Our conference starts with the beginning of the universe, and ends with a very human question: what happens to us after we die? Do we simply cease to be? Or is there some kind of continuity of consciousness after death, despite the best evidence of materially-based science?
As a writer with a life-long interest in science and pushing back the boundaries of what we know, I was excited to attend the 11th annual International Bioethics Forum, held in Madison, Wisconsin from April 26th to 27th, 2012. This year’s theme, Final Passages: Research on Near-Death and the Experience of Dying, promised an in-depth examination of one of the most challenging and taboo topics in Western society — our own mortality. For decades the question of what happens after we die has been largely ignored, often vehemently, by mainstream science and medicine. It can be an especially uncomfortable topic for people whose professions put them in frequent contact with death, such as doctors, nurses, and trauma surgeons. The accepted materialist view of reality supposes that human consciousness is a complex epiphenomenon which arises from a combination of biological processes in the brain that can be explained by physics and chemistry (Robinson 1999). In this model the brain generates consciousness, and when it stops working — for example, in the case of coma or death — consciousness ends.
Many people in the Western world probably find the materialist model of consciousness compelling in its simplicity, if not exactly attractive. For years I was one of those people: I thought there was enough scientific evidence to explain near-death and out-of-body experiences reported by people who had briefly died or come close to physical death due to accident, injury, or severe illness. For those of our visitors who are unfamiliar with these phenomena, an out of body experience occurs when a person subjectively sees and experiences the world from a viewpoint outside his or her physical body; perhaps standing next to it or floating above it. Some people claim to be able to induce OBEs at will through mind-training and meditation practices, and OBEs may also occur spontaneously (Blackmore 1986). A near-death experience occurs when a person has a similar out of body experience at a time when his or her physical body is gravely injured, in coma, or has been pronounced clinically dead. Clinical death is defined as “the permanent cessation of vital bodily functions, as manifested in humans by the loss of heartbeat, the absence of spontaneous breathing, and brain death [loss of brain activity, including in the brain stem]” (American Heritage Medical Dictionary 2007).
People have reported having near-death experiences (NDEs) after suffering cardiac arrest or serious physical injury, and in the middle of deep comas. Some of the common features of near death experiences worldwide include a feeling of floating out of the body, seeing a tunnel or a bright light, and encountering deceased relatives and friends who often act as guides to usher the person into the next world (IANDS 1996). People have reported feeling a sense of peace, joy, and universal love during an NDE. While a few people have had frightening experiences, many of those who have had NDEs attest that it changed life for the better: it resulted in a broadening of beliefs, gaining an enhanced appreciation for life, and most intriguingly, losing the fear of death (van Lommel 2012).
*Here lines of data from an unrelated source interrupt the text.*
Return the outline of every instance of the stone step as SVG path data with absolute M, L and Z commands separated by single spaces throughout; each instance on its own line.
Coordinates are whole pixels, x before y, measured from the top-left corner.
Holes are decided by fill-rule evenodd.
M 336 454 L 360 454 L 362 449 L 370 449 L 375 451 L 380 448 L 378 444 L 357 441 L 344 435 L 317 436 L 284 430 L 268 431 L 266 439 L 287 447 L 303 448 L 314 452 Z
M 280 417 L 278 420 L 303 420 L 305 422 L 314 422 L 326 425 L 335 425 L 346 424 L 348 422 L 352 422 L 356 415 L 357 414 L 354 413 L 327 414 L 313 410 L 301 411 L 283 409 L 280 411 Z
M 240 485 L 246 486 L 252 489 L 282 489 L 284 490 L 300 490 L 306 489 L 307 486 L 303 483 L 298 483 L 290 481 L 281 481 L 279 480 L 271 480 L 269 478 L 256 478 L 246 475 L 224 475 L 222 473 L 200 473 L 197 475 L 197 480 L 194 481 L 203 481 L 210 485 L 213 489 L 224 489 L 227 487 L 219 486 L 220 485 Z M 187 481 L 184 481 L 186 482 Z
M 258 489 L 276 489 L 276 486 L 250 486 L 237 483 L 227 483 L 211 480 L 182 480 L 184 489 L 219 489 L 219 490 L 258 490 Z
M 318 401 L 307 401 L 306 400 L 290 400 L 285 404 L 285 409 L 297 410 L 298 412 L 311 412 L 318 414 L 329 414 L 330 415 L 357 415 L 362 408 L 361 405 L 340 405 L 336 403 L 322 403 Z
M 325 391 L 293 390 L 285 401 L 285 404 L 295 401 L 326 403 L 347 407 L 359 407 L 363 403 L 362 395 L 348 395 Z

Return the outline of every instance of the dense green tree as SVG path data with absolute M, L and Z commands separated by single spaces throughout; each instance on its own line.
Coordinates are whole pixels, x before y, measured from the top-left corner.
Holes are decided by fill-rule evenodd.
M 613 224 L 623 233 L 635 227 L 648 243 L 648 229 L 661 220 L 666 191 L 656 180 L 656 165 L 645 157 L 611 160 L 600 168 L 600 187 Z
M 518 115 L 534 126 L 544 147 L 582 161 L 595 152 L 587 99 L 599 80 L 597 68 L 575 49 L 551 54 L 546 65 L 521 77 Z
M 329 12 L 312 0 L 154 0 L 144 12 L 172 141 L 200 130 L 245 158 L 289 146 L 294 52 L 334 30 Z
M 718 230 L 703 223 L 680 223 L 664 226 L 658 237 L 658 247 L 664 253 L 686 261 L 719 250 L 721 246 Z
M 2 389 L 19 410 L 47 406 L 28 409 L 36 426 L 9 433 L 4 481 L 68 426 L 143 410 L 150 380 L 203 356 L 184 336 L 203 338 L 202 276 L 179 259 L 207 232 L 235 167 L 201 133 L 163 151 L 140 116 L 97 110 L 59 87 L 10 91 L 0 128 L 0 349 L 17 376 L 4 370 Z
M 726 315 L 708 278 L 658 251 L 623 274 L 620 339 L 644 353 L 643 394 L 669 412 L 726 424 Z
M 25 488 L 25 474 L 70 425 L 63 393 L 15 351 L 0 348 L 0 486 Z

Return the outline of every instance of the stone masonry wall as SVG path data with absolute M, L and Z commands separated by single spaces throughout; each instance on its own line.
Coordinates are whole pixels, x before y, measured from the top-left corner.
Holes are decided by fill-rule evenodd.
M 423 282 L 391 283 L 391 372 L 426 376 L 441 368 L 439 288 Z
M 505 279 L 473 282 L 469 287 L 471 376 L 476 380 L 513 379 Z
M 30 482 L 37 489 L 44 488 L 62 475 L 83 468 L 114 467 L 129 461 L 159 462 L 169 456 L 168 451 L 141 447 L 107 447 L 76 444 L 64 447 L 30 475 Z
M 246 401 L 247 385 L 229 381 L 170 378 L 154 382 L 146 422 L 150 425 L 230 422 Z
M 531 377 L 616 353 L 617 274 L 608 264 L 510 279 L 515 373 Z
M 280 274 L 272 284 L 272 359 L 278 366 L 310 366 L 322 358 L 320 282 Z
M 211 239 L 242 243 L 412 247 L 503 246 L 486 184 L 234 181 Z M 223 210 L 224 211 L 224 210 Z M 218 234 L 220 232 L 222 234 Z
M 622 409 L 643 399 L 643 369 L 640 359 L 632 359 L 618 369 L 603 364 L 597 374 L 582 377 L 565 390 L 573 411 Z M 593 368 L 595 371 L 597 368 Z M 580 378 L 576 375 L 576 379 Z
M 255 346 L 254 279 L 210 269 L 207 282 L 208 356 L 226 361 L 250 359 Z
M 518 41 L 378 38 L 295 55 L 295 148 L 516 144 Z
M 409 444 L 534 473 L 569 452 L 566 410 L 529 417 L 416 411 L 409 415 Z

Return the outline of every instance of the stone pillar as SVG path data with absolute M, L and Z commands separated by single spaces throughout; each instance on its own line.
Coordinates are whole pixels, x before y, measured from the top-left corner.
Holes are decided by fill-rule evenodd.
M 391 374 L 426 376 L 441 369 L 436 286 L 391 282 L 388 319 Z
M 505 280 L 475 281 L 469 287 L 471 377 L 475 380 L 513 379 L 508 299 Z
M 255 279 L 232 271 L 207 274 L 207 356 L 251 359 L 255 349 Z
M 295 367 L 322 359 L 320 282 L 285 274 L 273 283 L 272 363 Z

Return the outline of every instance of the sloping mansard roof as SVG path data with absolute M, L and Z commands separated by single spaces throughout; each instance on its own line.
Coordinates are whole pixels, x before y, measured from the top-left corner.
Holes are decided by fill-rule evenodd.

While modern medicine has done some research into the possible causes of NDEs, many of their features remain unexplained by science. One Swiss study discovered it is possible to induce an out-of-body perspective in patients using electrode stimulation of the right angular gyrus of the brain, which seems to be involved in regulating our proprioception, or sense of body position (Blanke 2002). A Swiss study also fitted participants with video cameras that displayed a view of their own bodies sitting in a chair as though from about six feet away, and then tested the subjects’ reaction to various stimuli (Ehrsson 2007). However, these experiments do not answer the compelling question of how a patient who is clinically dead (i.e., devoid of brain and heart function), or in a deep coma with no cerebral activity could be in any way conscious.
The Final Passages Conference attempted not to generate a definitive answer but to get attendees thinking about this question and the possibilities it raises. The conference’s basic premise was this: if there is indeed consciousness after death, it may mean we need to radically restructure our model of reality. The possibility of continuity after death holds implications for how doctors, psychologists and individuals treat the issues of end of life care, life-saving medical interventions, organ donation, and a host of related subjects. This article is designed to give our readers a relatively brief overview of the conference’s topics of discussion and the questions raised. For those of you who want to know more, the Bioethics Conference has also posted full-length video of the lectures and panels from Days One and Two here.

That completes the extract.